Altaf,

I looked at SCA three months ago and spend couple of weekends (night-outs 
actually).

SCA will be great solution going forward where applications that are written in 
C++ needs to work in multiple environments (consumers could be C++ or Java) and 
act as a container of any sorts.

Issue is that, the current SCA-native code does not cut it. My evaluation was 
below,

Dislikes:
1. usage of namespaces and exceptions are not supported in all embedded 
platforms.[not a concern on server side]
2. I really don't like the existing approach which requires the marshalling of 
operation arguments in the Proxy/Wrapper to an intermediate ParamterTypes. 
Also, the code is duplicated in DataObject
    This can be achieved by using something like, map<"datatype_stringname", 
void* data> that can be passed to the model to be serialized. Even better, 
using boost::any will allow genericity and
    I would follow the concept of pushing the service binding information out 
of stub/wrapper just like the transport or RPC modules.
3. Removing dependency on any fixed parsing technology (xml in this case)
4. No need for dynamic type identification over the wire format [which is 
actually a great feature on the luxury platforms]
5. For C++ only environment, concept of domain, composite, components is an 
overload.
6. Also, for CPPImplementation, the wrapper code does not need to make this 
intermediate conversion of types and RPC invocations (Please let me know if I 
am wrong).

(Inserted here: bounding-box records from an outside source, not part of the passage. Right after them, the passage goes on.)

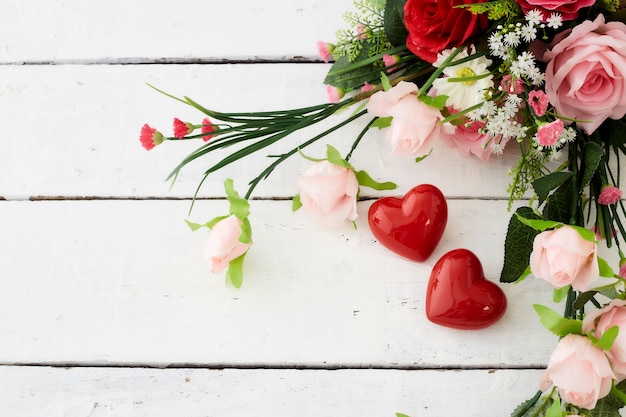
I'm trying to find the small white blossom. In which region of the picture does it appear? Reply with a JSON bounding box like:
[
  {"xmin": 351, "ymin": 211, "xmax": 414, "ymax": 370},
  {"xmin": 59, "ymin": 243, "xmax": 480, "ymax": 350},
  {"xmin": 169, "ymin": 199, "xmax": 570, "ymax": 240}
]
[
  {"xmin": 547, "ymin": 13, "xmax": 563, "ymax": 29},
  {"xmin": 524, "ymin": 9, "xmax": 543, "ymax": 26},
  {"xmin": 521, "ymin": 24, "xmax": 537, "ymax": 43}
]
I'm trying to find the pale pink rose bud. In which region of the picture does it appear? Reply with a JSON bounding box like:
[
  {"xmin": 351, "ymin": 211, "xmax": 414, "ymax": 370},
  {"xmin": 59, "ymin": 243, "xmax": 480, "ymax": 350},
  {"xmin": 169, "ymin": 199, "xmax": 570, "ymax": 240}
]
[
  {"xmin": 298, "ymin": 160, "xmax": 359, "ymax": 227},
  {"xmin": 542, "ymin": 334, "xmax": 615, "ymax": 410},
  {"xmin": 367, "ymin": 81, "xmax": 446, "ymax": 158},
  {"xmin": 598, "ymin": 185, "xmax": 622, "ymax": 206},
  {"xmin": 530, "ymin": 226, "xmax": 600, "ymax": 291},
  {"xmin": 543, "ymin": 15, "xmax": 626, "ymax": 134},
  {"xmin": 583, "ymin": 300, "xmax": 626, "ymax": 382},
  {"xmin": 317, "ymin": 41, "xmax": 335, "ymax": 62},
  {"xmin": 205, "ymin": 216, "xmax": 250, "ymax": 272}
]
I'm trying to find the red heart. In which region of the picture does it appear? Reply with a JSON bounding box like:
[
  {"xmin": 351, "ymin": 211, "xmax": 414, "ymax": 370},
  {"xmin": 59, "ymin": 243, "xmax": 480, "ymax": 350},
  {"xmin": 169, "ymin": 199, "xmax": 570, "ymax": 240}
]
[
  {"xmin": 367, "ymin": 184, "xmax": 448, "ymax": 262},
  {"xmin": 426, "ymin": 249, "xmax": 507, "ymax": 329}
]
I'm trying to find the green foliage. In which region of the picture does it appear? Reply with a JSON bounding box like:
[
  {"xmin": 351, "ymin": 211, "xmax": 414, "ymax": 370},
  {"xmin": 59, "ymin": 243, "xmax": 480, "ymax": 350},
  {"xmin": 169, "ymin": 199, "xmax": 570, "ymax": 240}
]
[
  {"xmin": 500, "ymin": 207, "xmax": 539, "ymax": 282},
  {"xmin": 579, "ymin": 142, "xmax": 604, "ymax": 188},
  {"xmin": 333, "ymin": 0, "xmax": 391, "ymax": 61},
  {"xmin": 511, "ymin": 391, "xmax": 554, "ymax": 417},
  {"xmin": 355, "ymin": 171, "xmax": 398, "ymax": 191},
  {"xmin": 463, "ymin": 0, "xmax": 521, "ymax": 20},
  {"xmin": 532, "ymin": 171, "xmax": 572, "ymax": 205},
  {"xmin": 383, "ymin": 0, "xmax": 409, "ymax": 46}
]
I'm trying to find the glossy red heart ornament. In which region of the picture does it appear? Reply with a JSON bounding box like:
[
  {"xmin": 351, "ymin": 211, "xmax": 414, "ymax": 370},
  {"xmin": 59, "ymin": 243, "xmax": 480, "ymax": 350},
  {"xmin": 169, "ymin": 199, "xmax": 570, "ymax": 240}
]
[
  {"xmin": 367, "ymin": 184, "xmax": 448, "ymax": 262},
  {"xmin": 426, "ymin": 249, "xmax": 507, "ymax": 329}
]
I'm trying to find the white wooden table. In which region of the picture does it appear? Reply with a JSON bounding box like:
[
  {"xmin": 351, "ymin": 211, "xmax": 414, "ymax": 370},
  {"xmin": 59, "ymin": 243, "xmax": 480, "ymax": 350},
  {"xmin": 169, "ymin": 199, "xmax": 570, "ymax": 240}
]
[{"xmin": 0, "ymin": 0, "xmax": 556, "ymax": 417}]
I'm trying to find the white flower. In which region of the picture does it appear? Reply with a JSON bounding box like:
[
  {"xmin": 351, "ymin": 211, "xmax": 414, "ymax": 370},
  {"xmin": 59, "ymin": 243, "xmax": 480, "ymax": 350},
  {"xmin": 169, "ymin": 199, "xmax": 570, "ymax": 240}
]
[
  {"xmin": 524, "ymin": 9, "xmax": 543, "ymax": 26},
  {"xmin": 521, "ymin": 24, "xmax": 537, "ymax": 43},
  {"xmin": 433, "ymin": 46, "xmax": 493, "ymax": 110},
  {"xmin": 547, "ymin": 13, "xmax": 563, "ymax": 29}
]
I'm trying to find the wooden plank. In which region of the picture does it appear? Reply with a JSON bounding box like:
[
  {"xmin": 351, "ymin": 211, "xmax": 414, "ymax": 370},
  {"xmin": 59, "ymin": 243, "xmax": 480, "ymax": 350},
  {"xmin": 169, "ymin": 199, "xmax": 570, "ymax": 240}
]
[
  {"xmin": 0, "ymin": 0, "xmax": 354, "ymax": 63},
  {"xmin": 0, "ymin": 367, "xmax": 540, "ymax": 417},
  {"xmin": 0, "ymin": 200, "xmax": 558, "ymax": 367},
  {"xmin": 0, "ymin": 64, "xmax": 517, "ymax": 199}
]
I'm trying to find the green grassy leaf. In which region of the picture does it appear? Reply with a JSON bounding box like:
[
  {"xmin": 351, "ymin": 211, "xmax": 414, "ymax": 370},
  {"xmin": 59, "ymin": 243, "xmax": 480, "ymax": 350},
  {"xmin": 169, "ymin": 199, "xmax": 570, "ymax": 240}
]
[
  {"xmin": 500, "ymin": 207, "xmax": 539, "ymax": 282},
  {"xmin": 579, "ymin": 142, "xmax": 604, "ymax": 189},
  {"xmin": 355, "ymin": 171, "xmax": 398, "ymax": 191},
  {"xmin": 533, "ymin": 304, "xmax": 582, "ymax": 336},
  {"xmin": 370, "ymin": 116, "xmax": 393, "ymax": 129},
  {"xmin": 542, "ymin": 179, "xmax": 573, "ymax": 224},
  {"xmin": 532, "ymin": 171, "xmax": 573, "ymax": 205},
  {"xmin": 383, "ymin": 0, "xmax": 408, "ymax": 46},
  {"xmin": 224, "ymin": 178, "xmax": 250, "ymax": 219}
]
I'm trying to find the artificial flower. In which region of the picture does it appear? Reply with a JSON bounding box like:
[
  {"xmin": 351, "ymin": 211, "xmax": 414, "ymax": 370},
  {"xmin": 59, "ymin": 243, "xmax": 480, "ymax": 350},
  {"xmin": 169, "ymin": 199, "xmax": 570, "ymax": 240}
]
[
  {"xmin": 530, "ymin": 226, "xmax": 600, "ymax": 291},
  {"xmin": 297, "ymin": 160, "xmax": 359, "ymax": 227},
  {"xmin": 543, "ymin": 14, "xmax": 626, "ymax": 134}
]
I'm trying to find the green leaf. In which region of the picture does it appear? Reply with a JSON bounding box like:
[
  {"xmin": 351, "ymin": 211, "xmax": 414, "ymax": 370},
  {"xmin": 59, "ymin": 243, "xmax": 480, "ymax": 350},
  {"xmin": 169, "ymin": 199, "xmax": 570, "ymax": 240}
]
[
  {"xmin": 598, "ymin": 256, "xmax": 615, "ymax": 278},
  {"xmin": 380, "ymin": 72, "xmax": 391, "ymax": 91},
  {"xmin": 355, "ymin": 171, "xmax": 398, "ymax": 191},
  {"xmin": 552, "ymin": 285, "xmax": 571, "ymax": 304},
  {"xmin": 533, "ymin": 304, "xmax": 582, "ymax": 336},
  {"xmin": 580, "ymin": 381, "xmax": 626, "ymax": 417},
  {"xmin": 185, "ymin": 219, "xmax": 204, "ymax": 232},
  {"xmin": 500, "ymin": 207, "xmax": 539, "ymax": 282},
  {"xmin": 532, "ymin": 171, "xmax": 573, "ymax": 205},
  {"xmin": 592, "ymin": 326, "xmax": 619, "ymax": 350},
  {"xmin": 542, "ymin": 179, "xmax": 573, "ymax": 224},
  {"xmin": 415, "ymin": 149, "xmax": 433, "ymax": 164},
  {"xmin": 511, "ymin": 391, "xmax": 554, "ymax": 417},
  {"xmin": 291, "ymin": 194, "xmax": 302, "ymax": 211},
  {"xmin": 546, "ymin": 397, "xmax": 563, "ymax": 417},
  {"xmin": 326, "ymin": 145, "xmax": 352, "ymax": 169},
  {"xmin": 383, "ymin": 0, "xmax": 408, "ymax": 46},
  {"xmin": 515, "ymin": 212, "xmax": 563, "ymax": 232},
  {"xmin": 417, "ymin": 95, "xmax": 448, "ymax": 110},
  {"xmin": 370, "ymin": 116, "xmax": 393, "ymax": 129},
  {"xmin": 226, "ymin": 253, "xmax": 246, "ymax": 288},
  {"xmin": 580, "ymin": 142, "xmax": 604, "ymax": 189},
  {"xmin": 203, "ymin": 216, "xmax": 229, "ymax": 229},
  {"xmin": 224, "ymin": 178, "xmax": 250, "ymax": 219}
]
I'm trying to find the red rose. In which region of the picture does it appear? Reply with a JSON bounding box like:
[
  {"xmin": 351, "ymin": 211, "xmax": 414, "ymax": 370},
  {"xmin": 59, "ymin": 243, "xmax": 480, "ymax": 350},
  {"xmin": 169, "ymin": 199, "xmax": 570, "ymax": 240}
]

Cuz, the real implementation already supports function descriptions. 
Well, I will see if I can provide samples.


Likes:
1. Best comment was the layered design of core, model and extensions. 
ServiceProxy, ServiceWrappers and Operation (which is basically a generic way 
of storing RPC identifiers)

I actually got the SCA tweaked to remove the SDO and DAS and the code size was 
less than 500KB. I preferred static data marshalling factory of all types to 
get rid of the SDO and DAS. The wire protocol format in the service binding 
should be sufficient to make it interoperable.

Please note that, I have disliked some very nice features of SCA mainly to make 
it practical in embedded world.These points may make no sense on the server 
side with greater availability of memory, cpu and storage.

My conclusion was to base the framework on WSDL + OSGi + SCA (conversations 
feature is really nice and lacks in WSDL).

I will revisit SCA after some time to see if SDO can be developed with lower 
footprint (i don't need all the features of SDO like change summary).



Thanks,
Shiva

________________________________
From: Altaf Muneer [mailto:[EMAIL PROTECTED]
Sent: Wednesday, October 29, 2008 11:19 PM
To: [email protected]
Subject: Re: Tuscany SCA Native

Hi Haleh, Simon,

Thanks for the responses and comments..

> Do you have a pure C/C++ environment or is this an environment where Java and 
> C++ components will be used in the same composite?
We have a pure C/C++ environment..
We are planning to use Tuscany SCA native (a stripped down version if that is 
possible) in an embedded environment

> At the moment I think it's a matter of looking at how the existing bindings 
> work an doing similar.
Yeah, i think thats what we will try to do..

Thank you for your time and suggestions

Regards,
Altaf

On Wed, Oct 29, 2008 at 8:24 PM, haleh mahbod <[EMAIL PROTECTED]<mailto:[EMAIL 
PROTECTED]>> wrote:
Hi Atlaf,

Do you have a pure C/C++ environment or is this an environment where Java and 
C++ components will be used in the same composite?

Haleh

On Wed, Oct 29, 2008 at 7:25 AM, Simon Laws <[EMAIL PROTECTED]<mailto:[EMAIL 
PROTECTED]>> wrote:
Hi Altaf

Some comments in line...

Simon

On Wed, Oct 29, 2008 at 2:03 PM, Altaf Muneer <[EMAIL PROTECTED]<mailto:[EMAIL 
PROTECTED]>> wrote:
Hi,

I was just checking the SCA Native strain of Tuscany and I had the following 
questions..

Is there any ongoing work in Tuscany SCA Native? (I noticed that the last 
release was in May 2007)

Not a lot. I did just check in a patch that one of the community contributed 
but other than that there hasn't been recent discussion about how to move it 
forward. Good opportunity if you want to get involved;-)



Is there any support for C in Tuscany SCA Native?

Not yet FAIK. There is a spec for C component types 
(http://www.osoa.org/download/attachments/35/SCA_ClientAndImplementationModelforC_V100.pdf?version=1)
 but no implementation of it yet.


Are there any resources which will help one add new bindings for Tuscany SCA 
native?

 It looks a bit thin at the moment. At the moment I think it's a matter of 
looking at how the existing bindings work an doing similar.



I would be grateful if anybody can answer these questions/ point me to some 
resources where I can find answers to these questions.